A really interesting part of tumor biology is that not all the cells that make up a single tumor are genetically identical. There is a lot of variability in the genetics of these tumor cells, maybe even in the same tumor. Research from Charles Swanton, FRCP, BSc, PhD, of the Francis Crick Institute has shown that if you take a tumor and do several slices through it and sequence them independently, you get different mutations that appear on the different samples. This was a bit disheartening, to know that tumors are a bit more complex than we gave them credit for. Now we’re realizing that that is true not only for [the primary] tumor but also when a tumor metastasizes. Metastatic lesions can carry unique genetic abnormalities from the primary tumor.
It means that you need to know what you’re biopsying; if it’s a primary tumor versus metastases, you might expect there to be differences, and that’s OK. Early on, people saw discordant results but didn’t take into account that they were analyzing different lesions, even at different times in treatment. That’s another thing that we learned: These tumors change over time and through treatment. That all plays into heterogeneity and increases the complexity of interpreting these results. Our guiding principle is that if a tumor is driven by a particular mutation, that drive mutation usually persists. That’s something that we look for across different metastatic lesions and in the plasma-based versus the tissue-based testing; we want to identify those driver mutations that persist, even as the tumor landscape changes.
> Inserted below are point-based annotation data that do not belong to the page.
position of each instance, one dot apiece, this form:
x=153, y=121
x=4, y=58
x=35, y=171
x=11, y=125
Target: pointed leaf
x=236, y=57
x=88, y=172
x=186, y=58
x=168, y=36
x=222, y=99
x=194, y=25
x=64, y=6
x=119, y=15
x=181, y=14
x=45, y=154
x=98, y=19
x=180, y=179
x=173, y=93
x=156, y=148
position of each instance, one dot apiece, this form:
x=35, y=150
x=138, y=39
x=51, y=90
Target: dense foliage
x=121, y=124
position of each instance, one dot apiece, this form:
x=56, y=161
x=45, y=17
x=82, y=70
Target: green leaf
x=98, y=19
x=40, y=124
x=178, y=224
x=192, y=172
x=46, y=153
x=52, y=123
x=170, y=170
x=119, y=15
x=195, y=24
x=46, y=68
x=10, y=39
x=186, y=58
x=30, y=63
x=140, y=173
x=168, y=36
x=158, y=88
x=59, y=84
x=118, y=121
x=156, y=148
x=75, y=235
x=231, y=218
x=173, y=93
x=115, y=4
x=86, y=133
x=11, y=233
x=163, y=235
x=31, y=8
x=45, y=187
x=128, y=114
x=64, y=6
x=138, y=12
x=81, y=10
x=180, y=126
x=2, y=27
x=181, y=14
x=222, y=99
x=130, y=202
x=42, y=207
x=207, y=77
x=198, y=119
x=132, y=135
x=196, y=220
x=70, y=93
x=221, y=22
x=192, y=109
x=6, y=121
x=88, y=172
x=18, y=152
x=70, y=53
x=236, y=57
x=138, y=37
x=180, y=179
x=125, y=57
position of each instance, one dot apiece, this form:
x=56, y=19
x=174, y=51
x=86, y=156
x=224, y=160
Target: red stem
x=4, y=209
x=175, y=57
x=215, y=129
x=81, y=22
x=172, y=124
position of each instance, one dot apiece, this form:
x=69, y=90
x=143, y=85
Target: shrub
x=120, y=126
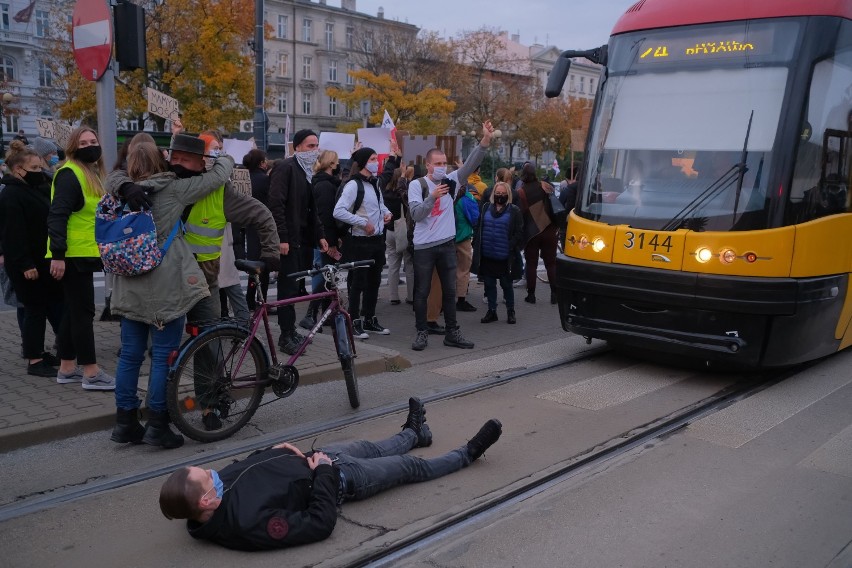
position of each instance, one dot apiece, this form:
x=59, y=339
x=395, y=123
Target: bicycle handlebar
x=329, y=267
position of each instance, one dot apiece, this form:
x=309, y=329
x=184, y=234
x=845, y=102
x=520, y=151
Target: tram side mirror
x=556, y=79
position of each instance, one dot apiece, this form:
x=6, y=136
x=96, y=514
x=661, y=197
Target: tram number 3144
x=640, y=241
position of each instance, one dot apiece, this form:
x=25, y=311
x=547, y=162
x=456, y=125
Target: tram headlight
x=703, y=255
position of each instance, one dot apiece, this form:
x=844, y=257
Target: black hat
x=300, y=136
x=362, y=156
x=189, y=144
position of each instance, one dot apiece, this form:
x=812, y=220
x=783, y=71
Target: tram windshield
x=684, y=133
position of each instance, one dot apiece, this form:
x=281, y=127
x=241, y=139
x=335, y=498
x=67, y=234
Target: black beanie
x=362, y=156
x=300, y=136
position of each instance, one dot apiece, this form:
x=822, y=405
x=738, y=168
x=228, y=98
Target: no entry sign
x=92, y=37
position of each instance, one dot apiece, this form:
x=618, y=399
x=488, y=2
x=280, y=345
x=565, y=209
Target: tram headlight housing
x=703, y=255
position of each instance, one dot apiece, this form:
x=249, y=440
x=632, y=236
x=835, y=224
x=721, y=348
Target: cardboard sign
x=338, y=142
x=162, y=105
x=241, y=181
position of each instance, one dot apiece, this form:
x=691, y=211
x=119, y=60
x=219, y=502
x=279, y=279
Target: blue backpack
x=127, y=240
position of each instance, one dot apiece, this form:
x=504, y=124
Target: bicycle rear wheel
x=207, y=401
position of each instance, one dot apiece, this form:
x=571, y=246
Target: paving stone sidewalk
x=36, y=409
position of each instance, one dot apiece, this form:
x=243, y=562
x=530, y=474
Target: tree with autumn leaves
x=197, y=53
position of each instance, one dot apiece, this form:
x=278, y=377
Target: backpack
x=127, y=240
x=342, y=226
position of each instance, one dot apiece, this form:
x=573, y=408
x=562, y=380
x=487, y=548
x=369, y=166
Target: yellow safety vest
x=205, y=226
x=80, y=237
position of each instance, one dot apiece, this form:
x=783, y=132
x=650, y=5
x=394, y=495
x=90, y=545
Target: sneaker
x=421, y=341
x=101, y=381
x=435, y=329
x=454, y=338
x=484, y=439
x=358, y=329
x=373, y=326
x=74, y=376
x=416, y=421
x=41, y=369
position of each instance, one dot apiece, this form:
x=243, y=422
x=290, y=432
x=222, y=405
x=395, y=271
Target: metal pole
x=259, y=116
x=105, y=92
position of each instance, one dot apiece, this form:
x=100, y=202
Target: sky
x=567, y=24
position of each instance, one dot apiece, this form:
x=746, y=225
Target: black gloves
x=136, y=196
x=273, y=263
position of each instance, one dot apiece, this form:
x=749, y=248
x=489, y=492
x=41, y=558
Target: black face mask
x=89, y=154
x=183, y=172
x=33, y=178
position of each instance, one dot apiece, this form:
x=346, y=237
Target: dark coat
x=291, y=201
x=272, y=500
x=516, y=239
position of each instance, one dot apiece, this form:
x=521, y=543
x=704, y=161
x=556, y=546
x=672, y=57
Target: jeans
x=372, y=467
x=491, y=291
x=443, y=258
x=134, y=343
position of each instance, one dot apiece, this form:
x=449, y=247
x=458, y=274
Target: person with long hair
x=153, y=305
x=24, y=205
x=77, y=187
x=540, y=229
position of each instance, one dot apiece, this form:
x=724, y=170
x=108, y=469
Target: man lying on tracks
x=280, y=497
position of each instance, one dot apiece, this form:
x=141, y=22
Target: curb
x=101, y=417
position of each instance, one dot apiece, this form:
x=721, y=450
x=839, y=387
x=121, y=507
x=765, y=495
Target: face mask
x=33, y=178
x=89, y=154
x=182, y=172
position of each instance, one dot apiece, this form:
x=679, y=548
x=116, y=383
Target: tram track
x=396, y=547
x=55, y=497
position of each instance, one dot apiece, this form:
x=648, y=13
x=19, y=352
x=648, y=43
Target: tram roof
x=650, y=14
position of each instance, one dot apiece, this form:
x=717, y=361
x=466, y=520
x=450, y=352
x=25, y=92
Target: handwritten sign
x=160, y=104
x=241, y=181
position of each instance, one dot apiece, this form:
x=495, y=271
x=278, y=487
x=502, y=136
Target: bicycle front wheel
x=209, y=398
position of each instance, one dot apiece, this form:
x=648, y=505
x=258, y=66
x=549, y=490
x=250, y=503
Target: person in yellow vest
x=77, y=187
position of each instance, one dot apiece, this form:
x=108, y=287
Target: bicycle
x=218, y=378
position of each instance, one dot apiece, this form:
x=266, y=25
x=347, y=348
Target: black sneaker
x=417, y=421
x=484, y=439
x=421, y=341
x=454, y=338
x=41, y=369
x=435, y=329
x=373, y=326
x=358, y=329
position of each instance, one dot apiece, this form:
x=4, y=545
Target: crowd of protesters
x=432, y=225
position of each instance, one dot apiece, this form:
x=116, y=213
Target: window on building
x=45, y=75
x=283, y=63
x=7, y=69
x=307, y=63
x=281, y=31
x=329, y=36
x=42, y=23
x=307, y=29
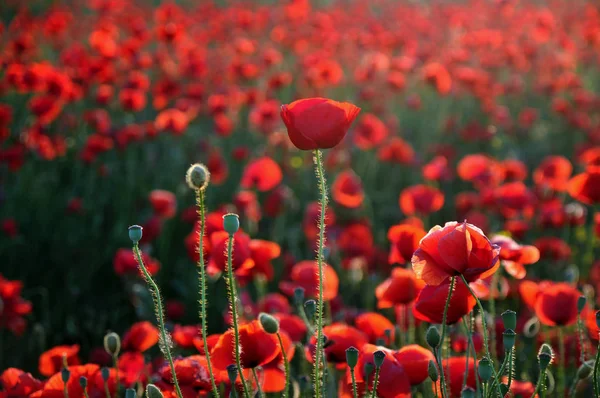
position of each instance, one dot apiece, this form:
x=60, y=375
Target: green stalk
x=286, y=366
x=203, y=299
x=321, y=243
x=164, y=338
x=234, y=316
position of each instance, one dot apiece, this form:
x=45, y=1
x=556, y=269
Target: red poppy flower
x=317, y=123
x=585, y=187
x=164, y=203
x=51, y=361
x=554, y=172
x=453, y=250
x=305, y=274
x=369, y=132
x=347, y=190
x=514, y=256
x=557, y=305
x=258, y=347
x=431, y=301
x=404, y=239
x=393, y=379
x=421, y=199
x=401, y=288
x=375, y=326
x=140, y=337
x=263, y=173
x=415, y=360
x=125, y=263
x=17, y=384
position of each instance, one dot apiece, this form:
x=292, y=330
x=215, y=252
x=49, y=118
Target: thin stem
x=234, y=316
x=321, y=244
x=164, y=338
x=286, y=366
x=203, y=298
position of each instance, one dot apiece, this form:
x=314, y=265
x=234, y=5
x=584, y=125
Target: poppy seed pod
x=153, y=392
x=197, y=177
x=269, y=323
x=135, y=233
x=433, y=337
x=112, y=344
x=378, y=358
x=351, y=357
x=231, y=223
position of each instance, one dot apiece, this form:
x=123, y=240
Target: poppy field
x=326, y=198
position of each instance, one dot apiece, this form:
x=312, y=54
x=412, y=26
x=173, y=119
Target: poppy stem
x=319, y=170
x=203, y=287
x=286, y=366
x=234, y=317
x=165, y=339
x=484, y=327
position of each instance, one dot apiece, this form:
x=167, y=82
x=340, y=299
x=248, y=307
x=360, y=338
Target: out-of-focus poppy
x=318, y=123
x=455, y=249
x=140, y=337
x=401, y=288
x=421, y=199
x=431, y=301
x=305, y=274
x=347, y=190
x=263, y=174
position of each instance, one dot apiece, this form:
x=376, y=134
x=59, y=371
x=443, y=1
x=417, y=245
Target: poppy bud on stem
x=165, y=339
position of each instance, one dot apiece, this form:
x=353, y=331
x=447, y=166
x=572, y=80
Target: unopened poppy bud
x=269, y=323
x=310, y=307
x=485, y=369
x=197, y=176
x=231, y=223
x=65, y=374
x=509, y=319
x=135, y=233
x=433, y=337
x=351, y=357
x=508, y=339
x=581, y=303
x=378, y=358
x=232, y=373
x=112, y=344
x=153, y=392
x=432, y=371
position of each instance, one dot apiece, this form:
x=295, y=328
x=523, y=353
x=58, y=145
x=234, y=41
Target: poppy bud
x=310, y=307
x=231, y=223
x=65, y=375
x=508, y=339
x=378, y=358
x=299, y=295
x=351, y=357
x=509, y=319
x=135, y=233
x=433, y=372
x=269, y=323
x=197, y=176
x=105, y=372
x=485, y=369
x=433, y=337
x=112, y=344
x=581, y=304
x=153, y=392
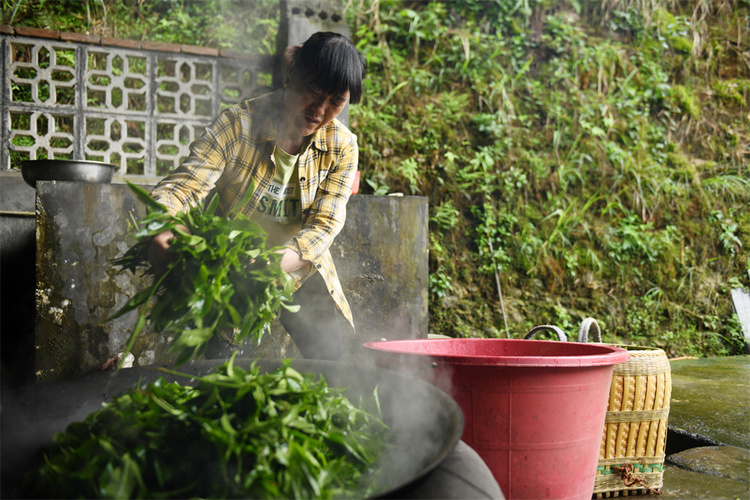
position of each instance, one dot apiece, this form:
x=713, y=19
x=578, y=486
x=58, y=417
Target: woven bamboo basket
x=631, y=460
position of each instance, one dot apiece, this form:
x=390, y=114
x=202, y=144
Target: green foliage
x=599, y=149
x=245, y=26
x=237, y=434
x=222, y=280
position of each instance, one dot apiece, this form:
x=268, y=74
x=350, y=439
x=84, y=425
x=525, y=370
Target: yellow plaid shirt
x=236, y=152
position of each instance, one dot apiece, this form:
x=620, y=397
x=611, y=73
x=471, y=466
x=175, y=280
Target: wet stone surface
x=709, y=430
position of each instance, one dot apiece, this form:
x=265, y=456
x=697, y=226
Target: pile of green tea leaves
x=222, y=279
x=236, y=434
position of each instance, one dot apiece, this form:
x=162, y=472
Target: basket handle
x=589, y=325
x=560, y=334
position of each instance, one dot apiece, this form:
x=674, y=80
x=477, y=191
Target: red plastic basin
x=534, y=409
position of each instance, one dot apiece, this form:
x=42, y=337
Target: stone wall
x=381, y=256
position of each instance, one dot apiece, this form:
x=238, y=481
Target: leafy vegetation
x=237, y=434
x=586, y=151
x=594, y=154
x=222, y=279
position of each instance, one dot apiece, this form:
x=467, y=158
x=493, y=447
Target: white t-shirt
x=279, y=211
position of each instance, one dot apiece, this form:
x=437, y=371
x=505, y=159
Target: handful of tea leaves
x=221, y=279
x=237, y=434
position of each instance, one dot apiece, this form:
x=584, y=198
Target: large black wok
x=425, y=423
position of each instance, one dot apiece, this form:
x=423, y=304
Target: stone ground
x=708, y=445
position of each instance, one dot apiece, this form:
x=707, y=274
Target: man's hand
x=291, y=261
x=157, y=250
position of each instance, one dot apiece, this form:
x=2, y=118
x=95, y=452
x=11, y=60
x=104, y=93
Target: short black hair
x=331, y=62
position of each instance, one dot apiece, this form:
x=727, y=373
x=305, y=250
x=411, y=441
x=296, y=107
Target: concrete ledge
x=381, y=257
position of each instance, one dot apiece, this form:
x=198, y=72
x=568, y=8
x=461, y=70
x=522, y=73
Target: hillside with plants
x=581, y=158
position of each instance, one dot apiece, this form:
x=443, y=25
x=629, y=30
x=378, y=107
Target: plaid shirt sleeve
x=326, y=177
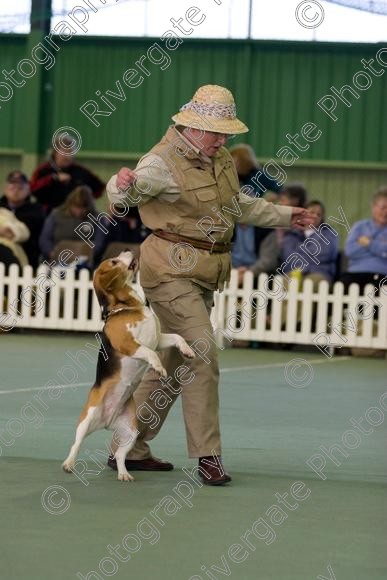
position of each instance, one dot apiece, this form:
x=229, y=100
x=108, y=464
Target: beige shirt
x=155, y=180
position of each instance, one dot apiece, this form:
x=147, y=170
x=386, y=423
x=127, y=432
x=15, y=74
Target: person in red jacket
x=53, y=181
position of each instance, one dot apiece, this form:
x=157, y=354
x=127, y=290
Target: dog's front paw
x=68, y=466
x=125, y=477
x=186, y=351
x=161, y=371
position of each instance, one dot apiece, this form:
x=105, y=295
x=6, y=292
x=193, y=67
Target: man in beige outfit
x=188, y=194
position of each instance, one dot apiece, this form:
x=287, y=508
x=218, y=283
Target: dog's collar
x=107, y=315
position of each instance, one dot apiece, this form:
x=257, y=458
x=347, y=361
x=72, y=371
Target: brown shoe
x=149, y=464
x=212, y=472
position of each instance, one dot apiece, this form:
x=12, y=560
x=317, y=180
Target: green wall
x=276, y=86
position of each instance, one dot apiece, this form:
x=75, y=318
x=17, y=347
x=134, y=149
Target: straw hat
x=212, y=108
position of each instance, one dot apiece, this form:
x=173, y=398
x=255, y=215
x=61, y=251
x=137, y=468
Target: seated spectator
x=261, y=253
x=366, y=246
x=292, y=243
x=54, y=180
x=247, y=168
x=61, y=223
x=17, y=199
x=12, y=233
x=128, y=229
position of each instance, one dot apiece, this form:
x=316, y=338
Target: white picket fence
x=65, y=300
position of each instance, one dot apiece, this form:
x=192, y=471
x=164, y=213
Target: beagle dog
x=130, y=336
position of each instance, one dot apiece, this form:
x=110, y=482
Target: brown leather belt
x=212, y=247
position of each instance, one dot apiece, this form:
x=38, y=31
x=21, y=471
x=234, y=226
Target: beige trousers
x=182, y=307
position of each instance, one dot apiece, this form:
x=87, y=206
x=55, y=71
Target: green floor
x=270, y=430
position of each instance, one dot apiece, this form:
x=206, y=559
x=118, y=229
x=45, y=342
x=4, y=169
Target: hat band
x=211, y=110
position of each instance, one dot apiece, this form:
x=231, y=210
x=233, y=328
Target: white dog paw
x=125, y=477
x=161, y=371
x=68, y=466
x=186, y=351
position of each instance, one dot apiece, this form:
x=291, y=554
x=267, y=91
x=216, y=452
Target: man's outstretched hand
x=125, y=178
x=301, y=219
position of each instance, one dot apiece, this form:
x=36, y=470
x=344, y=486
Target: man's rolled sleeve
x=153, y=178
x=258, y=212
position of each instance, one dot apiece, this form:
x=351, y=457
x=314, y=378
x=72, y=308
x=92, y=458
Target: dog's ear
x=106, y=282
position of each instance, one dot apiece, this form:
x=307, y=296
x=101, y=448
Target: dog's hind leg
x=124, y=436
x=85, y=426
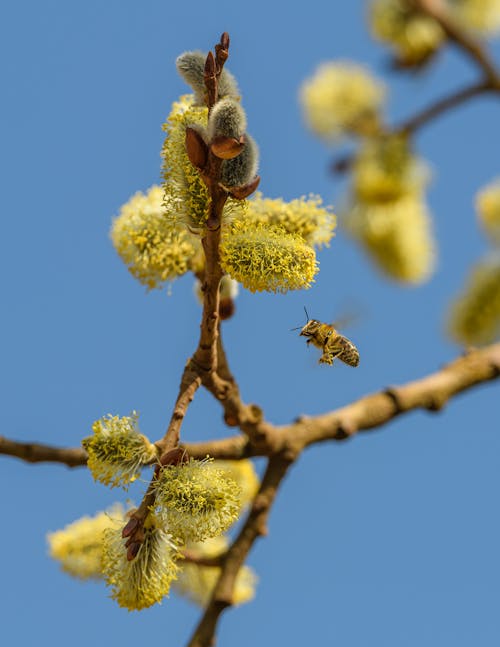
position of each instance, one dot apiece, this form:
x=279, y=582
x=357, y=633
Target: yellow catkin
x=479, y=16
x=306, y=217
x=488, y=210
x=413, y=36
x=267, y=258
x=78, y=546
x=342, y=98
x=117, y=450
x=244, y=475
x=385, y=170
x=474, y=316
x=397, y=235
x=196, y=500
x=197, y=582
x=148, y=241
x=146, y=579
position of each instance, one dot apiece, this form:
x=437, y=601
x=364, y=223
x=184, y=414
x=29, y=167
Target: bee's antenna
x=300, y=327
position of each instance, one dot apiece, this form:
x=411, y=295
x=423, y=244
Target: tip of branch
x=210, y=65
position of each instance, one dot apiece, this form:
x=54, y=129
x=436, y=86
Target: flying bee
x=330, y=341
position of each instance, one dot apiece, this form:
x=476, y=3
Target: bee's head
x=310, y=328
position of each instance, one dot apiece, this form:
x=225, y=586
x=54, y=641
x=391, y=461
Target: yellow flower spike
x=479, y=16
x=488, y=210
x=147, y=240
x=243, y=474
x=185, y=192
x=303, y=216
x=117, y=451
x=385, y=170
x=397, y=235
x=475, y=315
x=146, y=579
x=342, y=98
x=78, y=546
x=413, y=36
x=197, y=582
x=196, y=500
x=266, y=257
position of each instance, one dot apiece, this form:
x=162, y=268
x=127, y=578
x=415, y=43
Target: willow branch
x=475, y=50
x=254, y=527
x=190, y=383
x=40, y=453
x=441, y=106
x=372, y=411
x=377, y=409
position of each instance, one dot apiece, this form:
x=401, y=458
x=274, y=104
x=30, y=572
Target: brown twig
x=439, y=107
x=202, y=560
x=370, y=412
x=254, y=527
x=41, y=453
x=475, y=50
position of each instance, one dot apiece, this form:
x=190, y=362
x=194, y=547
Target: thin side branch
x=40, y=453
x=441, y=106
x=254, y=527
x=474, y=49
x=373, y=411
x=376, y=410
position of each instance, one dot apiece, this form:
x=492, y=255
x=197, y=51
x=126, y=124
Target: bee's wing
x=347, y=351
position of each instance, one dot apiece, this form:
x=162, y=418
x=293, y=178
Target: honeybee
x=330, y=341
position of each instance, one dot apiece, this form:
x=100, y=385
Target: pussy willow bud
x=196, y=500
x=267, y=257
x=475, y=315
x=239, y=170
x=227, y=119
x=117, y=451
x=78, y=546
x=191, y=66
x=140, y=582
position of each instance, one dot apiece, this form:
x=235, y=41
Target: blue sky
x=389, y=539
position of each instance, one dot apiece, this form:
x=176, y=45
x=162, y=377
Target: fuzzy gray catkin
x=241, y=169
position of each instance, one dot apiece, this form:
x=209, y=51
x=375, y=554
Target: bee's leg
x=326, y=358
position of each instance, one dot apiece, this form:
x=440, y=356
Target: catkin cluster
x=414, y=37
x=266, y=244
x=195, y=503
x=387, y=213
x=474, y=316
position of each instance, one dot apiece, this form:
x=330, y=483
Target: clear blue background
x=389, y=539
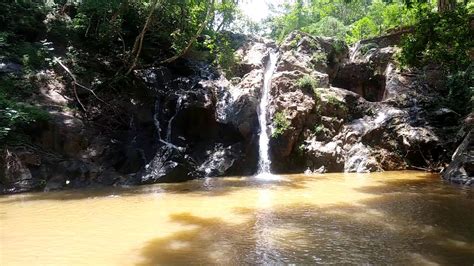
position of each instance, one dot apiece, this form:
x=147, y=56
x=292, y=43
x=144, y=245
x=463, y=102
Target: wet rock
x=170, y=164
x=461, y=168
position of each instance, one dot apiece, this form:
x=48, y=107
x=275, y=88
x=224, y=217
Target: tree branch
x=194, y=38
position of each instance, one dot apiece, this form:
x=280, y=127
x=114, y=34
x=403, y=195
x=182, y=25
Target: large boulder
x=461, y=168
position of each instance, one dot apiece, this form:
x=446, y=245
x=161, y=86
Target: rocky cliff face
x=354, y=112
x=331, y=109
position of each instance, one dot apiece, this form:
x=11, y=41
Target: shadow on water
x=208, y=187
x=408, y=222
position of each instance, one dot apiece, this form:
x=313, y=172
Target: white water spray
x=263, y=142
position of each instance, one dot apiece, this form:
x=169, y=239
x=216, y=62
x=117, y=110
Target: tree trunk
x=210, y=10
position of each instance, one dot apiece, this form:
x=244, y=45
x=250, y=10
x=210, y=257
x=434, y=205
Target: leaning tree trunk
x=446, y=5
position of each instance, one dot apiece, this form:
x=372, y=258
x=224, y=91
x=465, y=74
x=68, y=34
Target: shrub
x=280, y=124
x=443, y=39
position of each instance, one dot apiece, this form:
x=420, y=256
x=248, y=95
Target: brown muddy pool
x=403, y=218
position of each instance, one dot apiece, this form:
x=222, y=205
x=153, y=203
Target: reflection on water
x=384, y=218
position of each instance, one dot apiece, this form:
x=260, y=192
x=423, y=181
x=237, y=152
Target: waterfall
x=156, y=121
x=263, y=142
x=170, y=122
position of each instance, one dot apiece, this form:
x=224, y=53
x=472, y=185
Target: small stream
x=264, y=162
x=401, y=218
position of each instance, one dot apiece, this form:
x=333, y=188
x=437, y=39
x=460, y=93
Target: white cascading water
x=263, y=142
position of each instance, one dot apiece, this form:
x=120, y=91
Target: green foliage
x=328, y=26
x=362, y=29
x=280, y=124
x=341, y=19
x=444, y=39
x=319, y=58
x=15, y=115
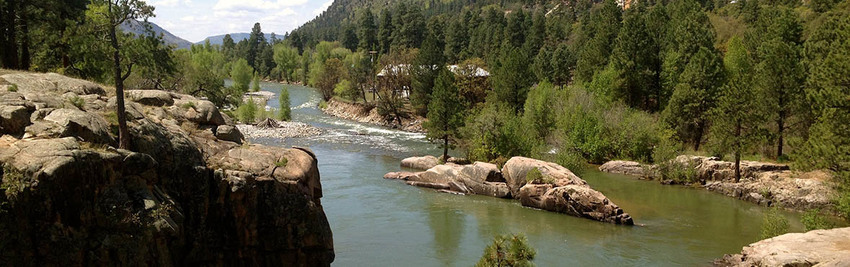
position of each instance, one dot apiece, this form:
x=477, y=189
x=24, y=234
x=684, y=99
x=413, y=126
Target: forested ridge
x=571, y=81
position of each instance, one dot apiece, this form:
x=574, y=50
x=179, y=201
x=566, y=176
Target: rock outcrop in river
x=763, y=183
x=814, y=248
x=369, y=114
x=556, y=189
x=190, y=193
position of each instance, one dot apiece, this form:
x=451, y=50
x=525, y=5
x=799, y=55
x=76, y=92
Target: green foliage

Heterogeneity, sample type, and the test itself; in addition, there are different tests for different analytes. The fact that an RNA-based test picked up a fusion but your DNA-based test did not just means that you tested 2 different things. Maybe we should focus on changing that vocabulary; I don’t know that it’s fair [to call them] discordant; rather, they’re just testing different things with different tests that are yielding different results.
I am particularly interested in 2 big areas. The first is the early-detection space in cancer, [which is focused on] using the presence or absence of some genomic signature to indicate whether an otherwise healthy patient may develop cancer. There’s really excellent ongoing work in the plasma-based testing space. On the other side of that is how we monitor disease in a patient who actively has cancer. There’s some really excellent work in tracking how many patients change over time and through treatments with blood draws. Understanding how tumors evolve over time will really shed some light on why these different tests might be yielding different results. If we can [learn] a bit more about the underlying biology, it will help us understand the results that we’re getting now.
We’re getting these really great snapshots when we perform these NGS tests, but that snapshot is from whenever that tumor was excised. As we evolve in our understanding, we’ll be able to put that snapshot into better context.
NGS has opened up an incredible toolbox for the treatment of patients with cancer. However, just like with anything, you have to know what the tests are saying in order to make the most of the results that come back. We’re advocating not only for [further] adoption of NGS but also for seeking out the resources that are needed to fully understand results. [We need to] dig deep into these tests and really find out what they’re saying. Don’t suppose anything, because there’s a lot of underlying complexity that can lead to some of the unsuspected results.